If a £90,000-a-week five-year contract is agreed in time and the 24-year-old is registered before midday on Friday he could make his debut against Manchester City on Monday. The opponents may be an early reminder of the reasons he gave for wanting to leave the country in 2013.
When Balotelli moved to Milan in January of that year, after two-and-a-half years at Manchester City, he was asked what it was he didn’t like about England: “The press, the weather, the food, the way you drive. That’s it,” was his reply (crashing his Audi R8 three weeks after arriving in Manchester might have put him off English roads). They, like the other three gripes, will not have changed much since he has been away.
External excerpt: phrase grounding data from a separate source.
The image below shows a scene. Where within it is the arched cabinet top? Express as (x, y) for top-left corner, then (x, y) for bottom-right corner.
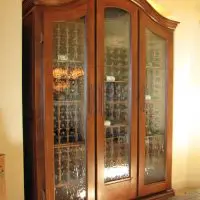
(23, 0), (179, 30)
(131, 0), (179, 30)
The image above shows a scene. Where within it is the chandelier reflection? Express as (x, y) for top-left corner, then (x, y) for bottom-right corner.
(53, 67), (84, 92)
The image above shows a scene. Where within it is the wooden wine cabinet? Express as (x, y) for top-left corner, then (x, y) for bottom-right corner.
(22, 0), (179, 200)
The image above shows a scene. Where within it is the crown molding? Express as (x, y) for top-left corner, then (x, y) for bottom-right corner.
(23, 0), (179, 29)
(131, 0), (179, 30)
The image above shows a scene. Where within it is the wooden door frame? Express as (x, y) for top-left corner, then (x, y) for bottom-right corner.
(138, 10), (174, 197)
(43, 1), (95, 199)
(96, 0), (139, 199)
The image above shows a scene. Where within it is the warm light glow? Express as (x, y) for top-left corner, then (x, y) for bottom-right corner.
(146, 0), (172, 18)
(79, 189), (86, 199)
(104, 165), (129, 179)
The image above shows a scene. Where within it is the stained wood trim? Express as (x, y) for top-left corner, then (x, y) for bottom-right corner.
(86, 0), (96, 199)
(32, 8), (46, 200)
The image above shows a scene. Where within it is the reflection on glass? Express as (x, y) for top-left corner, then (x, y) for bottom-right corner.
(144, 29), (166, 184)
(104, 8), (131, 183)
(52, 19), (87, 199)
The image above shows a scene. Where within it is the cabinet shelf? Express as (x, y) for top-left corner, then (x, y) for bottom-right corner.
(105, 123), (128, 128)
(145, 134), (164, 138)
(105, 65), (128, 69)
(54, 100), (81, 105)
(54, 142), (85, 149)
(105, 80), (128, 83)
(146, 66), (164, 70)
(105, 100), (128, 104)
(53, 59), (84, 64)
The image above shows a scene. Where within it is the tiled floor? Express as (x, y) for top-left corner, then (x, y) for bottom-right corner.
(169, 189), (200, 200)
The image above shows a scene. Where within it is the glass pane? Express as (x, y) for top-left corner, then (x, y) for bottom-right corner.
(104, 8), (131, 183)
(52, 19), (87, 199)
(144, 29), (166, 184)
But in that grumpy presentation he also praised the atmosphere and quality of what he referred to several times as the “amazing” Premier League, and Rodgers will be able to tap into that, getting him right for big matches where he tended not to let Manchester City down.
He also represents a more viable investment than Samuel Eto’o who might have been perfect for Liverpool’s style of play five years ago when Barcelona sold him to appease Pep Guardiola, but not at his current age.
Eto’o is another potentially difficult player to manage and his fall-outs have sometimes involved team-mates. Balotelli’s don’t usually cause too much dressing room discord.
It could still be a bumpy ride, however, especially if the form of some of the other Liverpool players signed in their £101m summer spending spree outperform him and limit his first team involvement – an idle Balotelli is twice as dangerous as a motivated regularly-starting one.
At Milan he seemed to have found a coach who could get the best out of him in Clarence Seedorf. He scored the late penalty against Verona that insured Seedorf won his first match in charge in January 2014; he even dedicated the goal to his new manager.
A bond was emerging and the Dutch coach defended his striker against criticism when he cried on the bench after being taken off in a 3-1 defeat to Napoli a month later, understood to be upset after being confirmed as the father of the child of a former girlfriend. But Seedorf was out of a job by June. Going the same way as the last coach to put his faith in Balotelli, Roberto Mancini.
Rodgers should at least have enough alternative attacking options to not need to make the same mistake. And if against the odds he makes a long-term success of the transfer, it will go down as one of his greatest coaching triumphs.